Alors que l’Europe, au tournant des XIXe et XXe siècles, est traversée par des courants artistiques turbulents et expérimentaux tels que l’impressionnisme, le symbolisme et les premières avant-gardes, Hammershøi reste apparemment sans défense, à l’écart des modes. Après sa mort, son art est rapidement tombé dans l’oubli. “Le problème, écrit Bolpagni, c’est que Hammershøi ne peut pas être catalogué, il échappe à toute classification, parce qu’il n’est ni moderniste ni antimoderniste. Or, on sait combien sont répandues les méthodologies qui partent de la théorie, c’est-à-dire d’un présupposé critique ou philosophique ou herméneutique ou idéologique, et qui tentent d’y adapter la phénoménologie des faits et des produits artistiques, au lieu de procéder en sens inverse, comme il conviendrait. Ajoutons, un peu provocateur, que notre Hammershøi a aussi le ”défaut" d’être européen, occidental, bourgeois, né dans une famille aisée, voire riche, petit-fils d’armateur : un privilégié, de surcroît issu d’un pays colonial (espérons que l’idéologie woke ne finisse pas par lui nuire)".

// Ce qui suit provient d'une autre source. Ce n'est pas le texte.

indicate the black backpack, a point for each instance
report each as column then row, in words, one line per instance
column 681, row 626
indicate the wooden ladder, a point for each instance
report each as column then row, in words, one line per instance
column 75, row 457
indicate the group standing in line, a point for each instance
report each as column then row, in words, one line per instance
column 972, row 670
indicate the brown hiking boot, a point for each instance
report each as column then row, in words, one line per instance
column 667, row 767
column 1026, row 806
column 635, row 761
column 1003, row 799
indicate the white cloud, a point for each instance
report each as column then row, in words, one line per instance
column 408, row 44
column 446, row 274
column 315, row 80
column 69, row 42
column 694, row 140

Cependant, son choix de rester en retrait était en soi profondément moderne. La modernité d’Hammershøi n’est pas celle du geste pictural, de la rupture formelle ou de l’innovation technique. C’est une modernité du regard, de l’intériorité. Ses peintures peuvent sembler conservatrices, mais elles recèlent une révolution silencieuse: l’idée que l’art peut tout réduire à l’essentiel pour trouver la vérité et l’authenticité. En s’intéressant à la solitude, à l’identité insaisissable, à l’écoulement imperceptible du temps, Hammershøi anticipe certaines sensibilités existentialistes du XXe siècle. Ses peintures ne nous disent rien, mais nous font tout percevoir : le vide, l’attente, l’absolu dans le quotidien.
Cette forme de modernité fait de lui un artiste étonnamment contemporain, toujours capable de parler à un spectateur habitué au bruit, mais en quête de silence et de profondeur. C’est là que réside la véritable force de son héritage : dans sa capacité à parler à toutes les générations, car dans la contemplation silencieuse de ses personnages, dans l’ombre de ses pièces, chacun peut trouver quelque chose de lui-même.